Patricof, a former media executive and investment banker and the son of pioneering venture capitalist and private equity investor Alan Patricof, decided there was a market opportunity there. His new firm sought out athletes who wanted to put 10% to 30% of their wealth into private equity deals. Wealth advisers and sports agencies have done this before, but often on a case-by-case basis. Patricof Co appears to be the first private equity firm dedicated entirely to this line of business.

“We’re a strategic investor, not a financial investor,” Patricof said.

Since 2018, Patricof Co has teamed up on deals with KKR, Bain and other large firms to buy into consumer brands that dovetail with the athletes’ interests and that they believe have the potential to go public or be acquired in just a few years. The 250 athletes on the firm’s roster include football stars Joe Burrow and J.J. Watt, and NBA standouts CJ McCollum and Blake Griffin. (From 40 to 100 of those athletes have taken part in each deal put together by Patricof Co; some have invested in just a handful.)

For private equity firms, some of which have had a reputation for milking profits from troubled companies they have acquired before selling them or taking them public (and were once popularly known as corporate raiders), the athletes represent relatable celebrities who can also provide marketing muscle.

Like most investments, private equity is not immune to market forces, and in the past two years, high interest rates and a slow initial public offering market have hurt firms trying to invest in and exit from companies. Consumer brands — an area that Patricof Co has focused on — have been hit so hard that Carlyle, one of the biggest players in private equity, decided in October to stop investing in U.S. consumer and retail companies.

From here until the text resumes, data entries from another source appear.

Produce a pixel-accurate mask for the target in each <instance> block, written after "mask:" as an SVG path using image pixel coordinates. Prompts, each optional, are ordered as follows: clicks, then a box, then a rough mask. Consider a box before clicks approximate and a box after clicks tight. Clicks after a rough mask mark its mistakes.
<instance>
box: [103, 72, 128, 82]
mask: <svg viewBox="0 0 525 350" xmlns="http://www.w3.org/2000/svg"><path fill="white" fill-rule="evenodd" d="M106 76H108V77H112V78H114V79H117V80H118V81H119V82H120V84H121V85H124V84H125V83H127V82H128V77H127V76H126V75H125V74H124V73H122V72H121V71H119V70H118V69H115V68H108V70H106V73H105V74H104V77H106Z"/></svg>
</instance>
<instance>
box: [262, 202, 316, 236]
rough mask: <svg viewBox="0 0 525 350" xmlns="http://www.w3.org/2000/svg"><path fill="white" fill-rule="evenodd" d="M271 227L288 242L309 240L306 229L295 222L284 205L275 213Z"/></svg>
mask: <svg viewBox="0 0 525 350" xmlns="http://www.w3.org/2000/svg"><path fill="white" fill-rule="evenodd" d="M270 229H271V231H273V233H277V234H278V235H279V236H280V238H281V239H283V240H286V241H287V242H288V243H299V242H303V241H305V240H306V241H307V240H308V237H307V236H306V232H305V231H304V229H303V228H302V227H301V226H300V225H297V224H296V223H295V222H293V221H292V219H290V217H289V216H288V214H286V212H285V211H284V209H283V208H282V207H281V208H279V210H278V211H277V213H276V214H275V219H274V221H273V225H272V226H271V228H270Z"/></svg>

Still, Patricof said the involvement of pro athletes distinguished his investments. He recruited Matt Siegel from Roc Nation, the sports agency, to connect with athletes. Daniel Magliocco, who specializes in mergers and acquisitions, was hired to make the deals. Amy Curtis-McIntyre, after marketing jobs at JetBlue, Airbnb and Old Navy, joined to find ways the athletes could promote the companies Patricof Co invested in, including pitching Kelce as part of Ole Smoky’s ad campaign.

Siegel helped recruit some of the first athletes to join, including Travis Kelce, retired basketball players Carmelo Anthony and Dwyane Wade, and retired New York Yankee C.C. Sabathia. The athletes receive emails describing each offering, and Siegel, Magliocco and others follow up by phone or Zoom to explain the details. Players are reminded that their money will be held for about five years and that returns are never guaranteed. They are invited to share the offer sheets with their financial advisers, who sometimes join the calls.

For now, companies like Ole Smoky say Patricof Co’s investment has been beneficial. “For me as a business owner, it’s a level of authenticity,” said Joe Baker, Ole Smoky’s founder, after Jason Kelce’s shoot ended. “It’s not paying somebody to say they like your brand, it’s partnering with somebody who’s investing in the brand because they believe in it in the first place.”